Minushuman - Interview du 23/09/2011

Minushuman (interview)
 

De ce que je connais de Bergerac, c'est son vin (j'achète fréquemment du blanc mi-doux de là-bas, c'est ma drogue à moi), c'est d'ailleurs un secteur important pour la région, en plus de son patrimoine historique. L'image que j'ai de cette ville contraste donc avec votre univers. J'ose imaginer que pour 5 chevelus (ou presque) il n'est pas forcément facile, au début, d'être crédible auprès de votre ville. Avez-vous donc cherché à vous en affranchir, ou au contraire aviez-vous bénéficié de soutien de ce côté-là? Et actuellement y a-t-il une infrastructure mise en place afin de permettre aux musiciens de la région de répéter?

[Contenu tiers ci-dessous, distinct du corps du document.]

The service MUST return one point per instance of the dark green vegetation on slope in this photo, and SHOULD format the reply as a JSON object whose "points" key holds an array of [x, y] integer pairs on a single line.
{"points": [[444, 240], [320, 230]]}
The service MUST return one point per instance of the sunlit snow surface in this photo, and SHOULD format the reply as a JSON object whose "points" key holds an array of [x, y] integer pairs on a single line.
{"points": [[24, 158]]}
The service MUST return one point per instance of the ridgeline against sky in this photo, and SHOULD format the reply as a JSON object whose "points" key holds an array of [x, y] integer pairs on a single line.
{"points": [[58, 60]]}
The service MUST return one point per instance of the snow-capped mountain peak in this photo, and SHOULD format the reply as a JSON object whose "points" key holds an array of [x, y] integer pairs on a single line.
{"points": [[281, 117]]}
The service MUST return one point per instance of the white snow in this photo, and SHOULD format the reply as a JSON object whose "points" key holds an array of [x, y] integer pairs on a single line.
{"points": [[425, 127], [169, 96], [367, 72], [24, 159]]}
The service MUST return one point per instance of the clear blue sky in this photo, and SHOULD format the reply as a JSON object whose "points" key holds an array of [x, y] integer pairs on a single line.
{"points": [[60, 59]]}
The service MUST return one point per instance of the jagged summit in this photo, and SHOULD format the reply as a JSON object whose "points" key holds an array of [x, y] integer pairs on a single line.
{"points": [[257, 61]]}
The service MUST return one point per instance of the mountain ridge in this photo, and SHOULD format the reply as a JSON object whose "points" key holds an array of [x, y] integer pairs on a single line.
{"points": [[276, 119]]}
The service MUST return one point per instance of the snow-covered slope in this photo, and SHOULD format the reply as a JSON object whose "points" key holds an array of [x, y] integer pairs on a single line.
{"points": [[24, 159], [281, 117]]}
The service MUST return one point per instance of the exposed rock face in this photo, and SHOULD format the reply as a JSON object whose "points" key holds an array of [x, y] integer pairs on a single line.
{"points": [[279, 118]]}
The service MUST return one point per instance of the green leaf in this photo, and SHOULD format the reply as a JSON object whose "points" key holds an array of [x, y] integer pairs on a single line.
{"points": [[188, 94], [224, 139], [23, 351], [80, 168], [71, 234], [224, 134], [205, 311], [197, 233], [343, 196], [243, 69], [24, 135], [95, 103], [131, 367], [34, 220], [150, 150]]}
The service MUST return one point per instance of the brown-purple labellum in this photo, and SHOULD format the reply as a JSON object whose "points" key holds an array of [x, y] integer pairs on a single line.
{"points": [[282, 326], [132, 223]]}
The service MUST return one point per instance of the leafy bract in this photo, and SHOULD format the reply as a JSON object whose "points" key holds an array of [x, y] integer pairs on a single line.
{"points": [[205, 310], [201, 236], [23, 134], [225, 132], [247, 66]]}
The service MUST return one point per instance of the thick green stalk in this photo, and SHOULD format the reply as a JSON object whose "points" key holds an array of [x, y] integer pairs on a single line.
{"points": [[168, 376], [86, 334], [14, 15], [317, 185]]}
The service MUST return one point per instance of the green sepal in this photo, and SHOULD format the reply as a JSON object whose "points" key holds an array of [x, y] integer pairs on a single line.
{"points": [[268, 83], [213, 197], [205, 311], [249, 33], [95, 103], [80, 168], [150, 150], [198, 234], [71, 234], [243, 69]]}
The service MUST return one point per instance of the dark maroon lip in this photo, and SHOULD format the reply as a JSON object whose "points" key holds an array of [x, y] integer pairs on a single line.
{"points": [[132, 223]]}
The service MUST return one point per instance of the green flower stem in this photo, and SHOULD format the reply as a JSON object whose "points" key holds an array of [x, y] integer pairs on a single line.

C'est vrai que Bergerac est plus réputée pour son vignoble que pour sa scène locale ! Maintenant, il y a toujours eu, par vagues, un bon paquet de groupes, et un tissu associatif assez activiste, justement là pour combler les lacunes culturelles autour des musiques actuelles. En France, porter un projet "metal" reste évidemment assez compliqué, même si on voit bien que les choses sont doucement en train de changer. Nous avons, depuis nos débuts, écumé les salles et les structures de la région, et avons noué des relations avec différents acteurs locaux qui sont devenus aujourd’hui des partenaires. Par exemple, nous venons de réaliser une résidence artistique au Rocksane, qui est une salle municipale en centre ville dédiée aux musiques amplifiées, aux répétitions et aux cours de musique, construite sur un modèle de "rock school", et allons enchainer au Sans Réserve à Périgueux dans les prochains mois. C’est vrai qu’il nous aura fallu pas mal de temps et beaucoup de sueur pour avancer et mettre en place ces partenariats, mais je pense que c’est le corollaire de tout projet finalement, qu’il soit "metal" ou non.

 

Donc si je comprends bien, vous répétez lors de ces résidences éphémères, c'est ça? Si chaque groupe doit négocier des partenariats (et comme tu le décrits ça n'a pas l'air d'être facile) ça doit être la croix et la bannière pour les groupes, me trompe-je?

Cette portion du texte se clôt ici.